Time for a Change
Whatever happened to days that were defined by the activities that absorbed one’s time? I was contemplating that thought just the other day when my daughter (she’s ten) couldn’t quite figure out what day of the week it was. For a moment, I was appalled. This has happened more than once and I feel that part of the reason is cable\satellite TV (cartoons on demand). Not to mention misplaced school “holidays”. On the week of March 14th, I stumbled out of my usual early afternoon coma, which is induced by the unusual hours I’m currently working (2:00 PM – 12:30 AM, Monday thru Saturday – at least until we complete a backlog of printers that had quickly piled up as the result of selectively inept management decisions. There’s nothing like the painful incompetence that emanates from “Leadership”).

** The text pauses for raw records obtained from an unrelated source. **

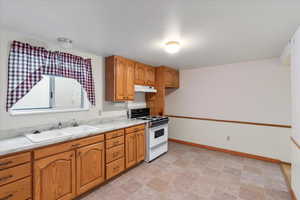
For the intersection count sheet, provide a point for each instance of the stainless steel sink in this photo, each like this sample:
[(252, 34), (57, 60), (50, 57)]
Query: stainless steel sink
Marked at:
[(47, 135)]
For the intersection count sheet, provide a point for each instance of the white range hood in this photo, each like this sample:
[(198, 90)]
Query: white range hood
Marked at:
[(142, 88)]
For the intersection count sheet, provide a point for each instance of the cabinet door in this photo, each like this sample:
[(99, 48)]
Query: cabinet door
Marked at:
[(90, 167), (130, 149), (54, 177), (130, 80), (150, 76), (139, 73), (140, 144), (120, 79)]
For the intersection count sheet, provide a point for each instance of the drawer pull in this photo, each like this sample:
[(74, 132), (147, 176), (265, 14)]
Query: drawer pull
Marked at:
[(5, 163), (7, 197), (115, 154), (6, 177), (75, 145), (116, 168)]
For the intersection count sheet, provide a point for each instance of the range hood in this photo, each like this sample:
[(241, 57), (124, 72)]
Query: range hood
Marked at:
[(142, 88)]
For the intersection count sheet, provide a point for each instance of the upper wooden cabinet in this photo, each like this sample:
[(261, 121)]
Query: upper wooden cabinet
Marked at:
[(119, 76), (150, 75), (171, 77), (140, 74), (144, 74)]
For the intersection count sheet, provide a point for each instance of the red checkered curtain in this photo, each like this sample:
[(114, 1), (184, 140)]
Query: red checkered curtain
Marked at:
[(28, 64)]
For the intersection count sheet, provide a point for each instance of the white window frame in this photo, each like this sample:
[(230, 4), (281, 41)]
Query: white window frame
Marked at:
[(85, 106)]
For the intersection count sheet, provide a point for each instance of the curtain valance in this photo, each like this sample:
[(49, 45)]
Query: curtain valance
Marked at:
[(27, 65)]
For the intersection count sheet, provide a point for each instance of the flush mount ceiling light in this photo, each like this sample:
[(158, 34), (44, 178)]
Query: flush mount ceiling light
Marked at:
[(65, 42), (172, 47)]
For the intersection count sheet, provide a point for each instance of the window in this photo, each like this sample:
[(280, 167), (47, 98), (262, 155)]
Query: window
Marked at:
[(53, 93)]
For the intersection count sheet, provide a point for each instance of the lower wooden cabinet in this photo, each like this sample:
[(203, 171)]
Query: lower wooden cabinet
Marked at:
[(130, 148), (114, 168), (90, 167), (135, 147), (140, 146), (67, 170), (19, 190), (54, 177)]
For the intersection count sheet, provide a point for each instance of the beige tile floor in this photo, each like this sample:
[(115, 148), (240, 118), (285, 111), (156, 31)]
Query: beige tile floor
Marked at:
[(191, 173)]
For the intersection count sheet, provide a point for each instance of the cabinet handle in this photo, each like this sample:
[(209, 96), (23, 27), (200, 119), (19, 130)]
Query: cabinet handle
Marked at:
[(75, 145), (5, 163), (115, 168), (7, 197), (6, 177), (115, 154), (116, 143)]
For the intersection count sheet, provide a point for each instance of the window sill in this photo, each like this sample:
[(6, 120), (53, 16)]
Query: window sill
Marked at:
[(36, 112)]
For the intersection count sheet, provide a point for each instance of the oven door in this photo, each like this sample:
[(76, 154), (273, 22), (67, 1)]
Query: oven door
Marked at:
[(158, 135)]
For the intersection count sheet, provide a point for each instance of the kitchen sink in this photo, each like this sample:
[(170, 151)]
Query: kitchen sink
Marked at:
[(43, 136)]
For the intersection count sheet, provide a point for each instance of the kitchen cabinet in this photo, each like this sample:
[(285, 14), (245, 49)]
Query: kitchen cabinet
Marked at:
[(134, 145), (66, 170), (140, 146), (90, 164), (54, 177), (150, 76), (115, 150), (130, 141), (171, 77), (144, 74), (140, 74), (119, 76), (16, 176)]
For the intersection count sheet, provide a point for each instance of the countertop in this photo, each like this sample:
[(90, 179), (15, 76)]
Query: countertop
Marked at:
[(21, 143)]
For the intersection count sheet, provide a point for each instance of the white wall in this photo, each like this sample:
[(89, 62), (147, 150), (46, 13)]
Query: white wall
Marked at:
[(295, 71), (256, 91), (8, 121)]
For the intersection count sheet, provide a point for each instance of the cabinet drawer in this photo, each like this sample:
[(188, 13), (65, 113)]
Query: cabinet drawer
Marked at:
[(16, 191), (67, 146), (15, 173), (135, 128), (114, 153), (114, 142), (14, 160), (114, 168), (89, 140), (114, 134)]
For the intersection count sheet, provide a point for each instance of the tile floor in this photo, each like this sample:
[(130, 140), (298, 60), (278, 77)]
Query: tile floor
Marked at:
[(191, 173)]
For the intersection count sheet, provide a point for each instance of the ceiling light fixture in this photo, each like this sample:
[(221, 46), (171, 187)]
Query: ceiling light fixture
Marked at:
[(65, 42), (172, 47)]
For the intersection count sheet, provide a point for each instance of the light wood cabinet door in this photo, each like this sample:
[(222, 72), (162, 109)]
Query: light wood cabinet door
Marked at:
[(150, 76), (121, 79), (19, 190), (140, 146), (140, 73), (130, 149), (90, 164), (130, 81), (54, 177)]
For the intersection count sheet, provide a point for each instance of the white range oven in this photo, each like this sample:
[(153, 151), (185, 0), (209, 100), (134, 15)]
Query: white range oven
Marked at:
[(156, 132)]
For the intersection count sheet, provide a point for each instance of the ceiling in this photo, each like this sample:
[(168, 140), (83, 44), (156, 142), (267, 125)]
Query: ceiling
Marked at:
[(211, 32)]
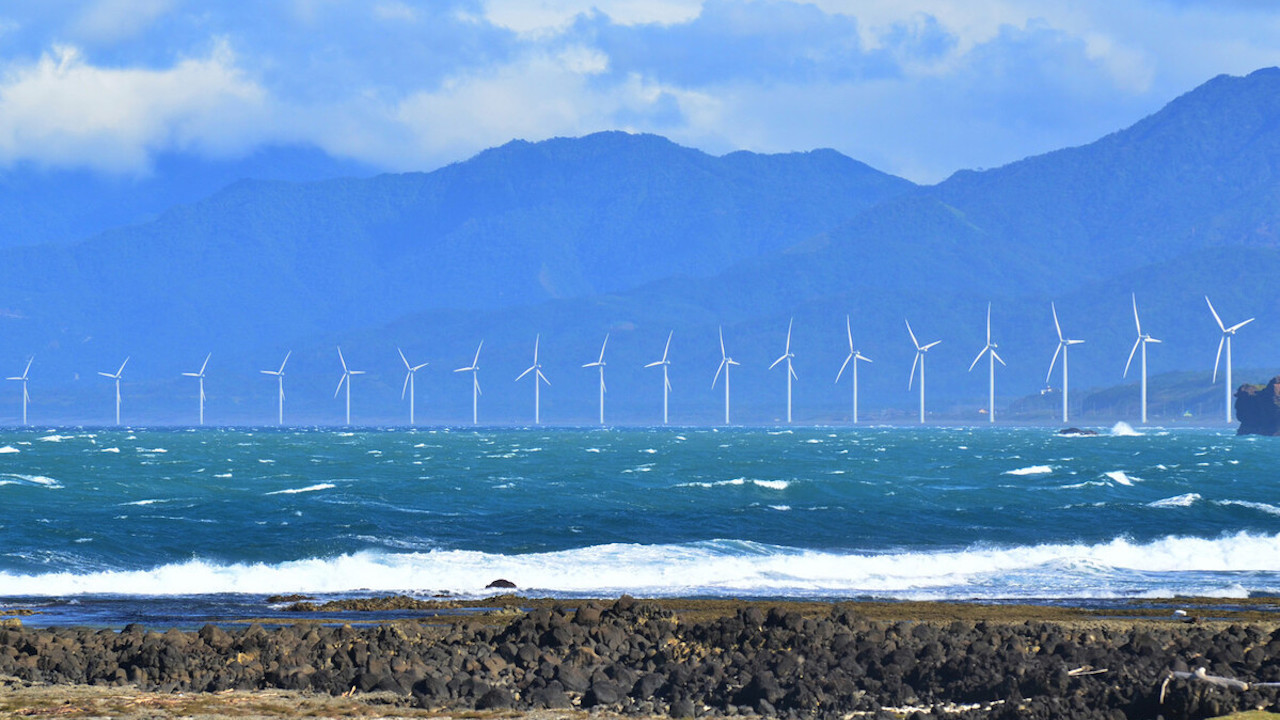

I was wondering why she wasn’t in school and got the usual “dad is so out of touch with the real world” looks from both wife and daughter. “It’s Spring Break” was the impatient reply. Of course, I foolishly shot back “I thought it was still winter”. Ah yes, dad is so ignorant, sometimes. I looked at my wife and said “Instead of ‘Spring Break’, why doesn’t the school system just call it what it is, namely ‘The Teachers Don’t Feel like Working This Week – So There, Break.’” How nice.When I was a kid, time was more orderly and defined. Monday was the start of the school week (a precursor to “Oh no, it’s a Monday” feeling one gets at the start of a work week). After all, wasn’t school the “work week” of a kid? This sense of time made it’s way through the next few days until, at last, Friday afternoon. Then it was Friday evening cartoons, which, unlike the after school cartoons Monday thru Friday, were geared more towards current times and seemed more sophisticated (“Johnny Quest” vs “Looney Tunes”). But that was mostly because I was staying up late on Friday night. Plus, I never really understood all the adult references in the old Bugs Bunny type toons, circa World War 2 that floated along the network channels in the just-after-school hours. Saturdays were magic and will never be re-lived. Sundays were all church, visiting Grandma, playing outside with my "Sunday Grandma’s neighborhood friends" and special Sunday dinners. Each holiday had it’s soul piercing unique flavor. Summers beckoned until silenced by Christmas but stayed forever once they had arrived. The world slowly went to sleep in Fall but smiled briefly on Halloween.
Now, time seems to move only forward. Ever forward. I need to find that old, forgotten way that I possessed as a child – to make time stop and start in tune with the days of the week and the lost, melting seasons of the year.